Especially if you're coming from a simple, lightweight framework like CodeIgniter to Django. Much of what the author describes would also apply if you go from CodeIgnitor to Symfony, even though it's still PHP.
> [Cloud hosting] leaves me helpless in the case of an outage
Not if you design your application correctly. HA is really not that hard to do, in the cloud or otherwise, so that single points of failure (e.g., vm or dyno outages) do not result in service unavailability. Also, consider that if you're not building HA into your apps, you are still at the mercy of things beyond your control with local physical servers. What if your upstream network provider accidentally publishes a BGP route that sends all your traffic into the void? Or, in a timely example, what if your authoritative nameservers get DoS'd? Build HA apps, aim to physically separate key redundant infrastructure pieces (built in to most big PAAS services and configurable in most big IAAS services), and you'll have no worries using a cloud service.
Can you go into more details? This has always worried me about hosting in general - for sites that can't justify multiple servers, or the complexity of setting up MySQL replication, what's the best approach for HA? There's a lot of businesses that fall into this 'important and profitable but not that profitable' range...
It seemed like I was reading the story about myself. I started to code very early too! It was PHP and MySQL. First — no frameworks and libraries. Then — CI (later Kohana, Fuel etc.). Then I was bored and I started to learn Python. Time went by and I were a Django developer. So here we are. :)
P.S. Python is totally ready for web development. Django was released in 2005 and it's stable. There are other frameworks too. YouTube and, of what I'm heard, half of Google is using it (maybe they are rewriting some things to Go now). Ton of popular sites uses Python and Django too! When it comes to deployment, I stick to Nginx that serves static or sends request to gunicorn. It's stable and fast. :)
By the time he started praising Tank auth I was looking for the parody button. And praising PHPMyAdmin? Has he ever once looked at the steaming mess that thing calls a codebase?
PHP was my first language and it helped me stay interested enough in programming to stick with it. I commented on this a few years ago, and it's now an ancient thread, but there's some good stuff in the history books: https://news.ycombinator.com/item?id=324578
great thing about NodeJS Ruby and Python is their interactive cli , which is just mandatory imho , for testing language features , framework features ,etc ...
The PHP interactive cli is too poor and something really should be done about it. there are a few php-shell out there but they are not up to the task.
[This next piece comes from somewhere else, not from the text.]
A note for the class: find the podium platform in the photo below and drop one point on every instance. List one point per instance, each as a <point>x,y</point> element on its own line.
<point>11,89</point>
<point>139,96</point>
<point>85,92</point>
I hope php core developpers will do something about it.
Maybe my experience was different because I was already heavily using ORM's (SilverStripe in particular) to build complex apps very rapidly, and moving to Python+Django was a far more natural process.
> "the fact that Django makes most of the decisions about how the database will be structured just baffled me"
You define your structure with your model, so this is baffling to me. If you're worried about trivialities like column or table names, you're worried about the wrong things.
Anyway, I think that a bit of time with Django and you'll never want to go back. I certainly don't.